Learning to disseminate and use knowledge

We identified important contextual factors that helped investigators learn to work adaptively in a manner reflective of diverse standpoints, knowledge bases and shifting priorities and interests of stakeholders (e.g. “you can understand what sort of information would be useful to people in the field”, graduate student, 1.1). These included consistent exposure and invested time to discuss key KT concepts and processes; opportunities to interact with diverse stakeholders to understand diverse perspectives on research concepts and meanings of impact; and governance and institutional support for these interactions to occur. These exposures generated understandings of diverse stakeholder needs and perspectives, informed knowledge of communication preferences of various stakeholder groups and fostered recognition of techniques to communicate concepts for different audiences (mechanism). In turn, such exposures helped team members develop the ability to share available knowledge in accessible ways for various knowledge users. Investigators gained skills in summarizing research findings, distributing relevant knowledge to stakeholders and highlighting key messages that could influence practice and decision-making (outcome).

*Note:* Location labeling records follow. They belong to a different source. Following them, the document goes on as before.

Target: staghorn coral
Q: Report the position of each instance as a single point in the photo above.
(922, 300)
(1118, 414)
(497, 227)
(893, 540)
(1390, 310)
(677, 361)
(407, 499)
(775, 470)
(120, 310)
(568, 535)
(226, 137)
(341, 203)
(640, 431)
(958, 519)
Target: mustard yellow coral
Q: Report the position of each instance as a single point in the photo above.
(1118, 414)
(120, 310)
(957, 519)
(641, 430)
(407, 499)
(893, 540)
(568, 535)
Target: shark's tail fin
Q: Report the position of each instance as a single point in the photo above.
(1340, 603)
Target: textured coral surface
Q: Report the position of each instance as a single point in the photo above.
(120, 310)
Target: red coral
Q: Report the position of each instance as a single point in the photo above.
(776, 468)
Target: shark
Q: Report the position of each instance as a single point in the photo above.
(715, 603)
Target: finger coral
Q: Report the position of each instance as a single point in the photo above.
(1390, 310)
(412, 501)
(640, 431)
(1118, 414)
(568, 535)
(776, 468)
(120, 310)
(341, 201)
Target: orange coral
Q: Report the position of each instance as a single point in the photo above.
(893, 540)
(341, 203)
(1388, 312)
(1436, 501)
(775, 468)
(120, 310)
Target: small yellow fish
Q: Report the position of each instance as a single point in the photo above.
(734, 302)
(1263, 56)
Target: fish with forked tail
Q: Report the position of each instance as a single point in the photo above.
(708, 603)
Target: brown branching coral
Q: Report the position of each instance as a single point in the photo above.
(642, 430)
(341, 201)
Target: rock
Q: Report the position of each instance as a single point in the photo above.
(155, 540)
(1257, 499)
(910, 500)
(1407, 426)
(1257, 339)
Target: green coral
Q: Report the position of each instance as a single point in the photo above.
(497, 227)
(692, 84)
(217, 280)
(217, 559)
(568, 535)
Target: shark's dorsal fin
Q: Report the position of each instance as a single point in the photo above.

The various ways of addressing complex social problems such as the management and impact of frailty on individuals and communities mandated a negotiated and adaptive approach to collective problem-solving. The KT resources of the CRE provided a direction and structure for such conversations to take place. Collaborative arrangements—such as scheduled events with multiple team members, stakeholders and a KT facilitator—allowed the CRE team members to engage in productive dialogue with various stakeholders (e.g. patients, clinicians and decision-makers) across disciplinary and social boundaries. Modelling the process of cocreation with stakeholders and providing timely access to necessary data (context) led involved CRE team members to appreciate the needs, perspectives and priorities of stakeholders, improve relationships among stakeholders and facilitate the relevance of existing evidence to address local issues (mechanism). This in turn enhanced CRE team members’ capacity to effectively apply existing research findings to clinical and policy situations or to inform further research, including knowing how to interpret data, integrating evidence into practice with specific client populations, sustaining interventions and identifying practical implications for each member’s own research and practice (outcome).

Discussion

In this realist evaluation, we developed and refined our programme theory to explain why, for whom and under what circumstances transdisciplinary research collaboration impacts on KT-related understanding and behaviours in a 5-year NHMRC-funded CRE [1]. Extending earlier investigations of collaboration-based implementation [29] and knowledge mobilization within cross-sector collaborative partnerships [48, 49], we identified three key processes—which we understand as interrelated programme theories—by which transdisciplinary collaboration and KT influence one another. Specifically, our findings demonstrate that under the right contextual conditions, transdisciplinary team members respond through an improved ability to (1) navigate the network, (2) negotiate the network and (3) mobilize the network. These findings build on recent investigations of transdisciplinary research in ageing that highlight the importance of assessing the team’s shared understanding of KT, going beyond research productivity such as counts of shared grants and publications (e.g. Sargent et al. [50]).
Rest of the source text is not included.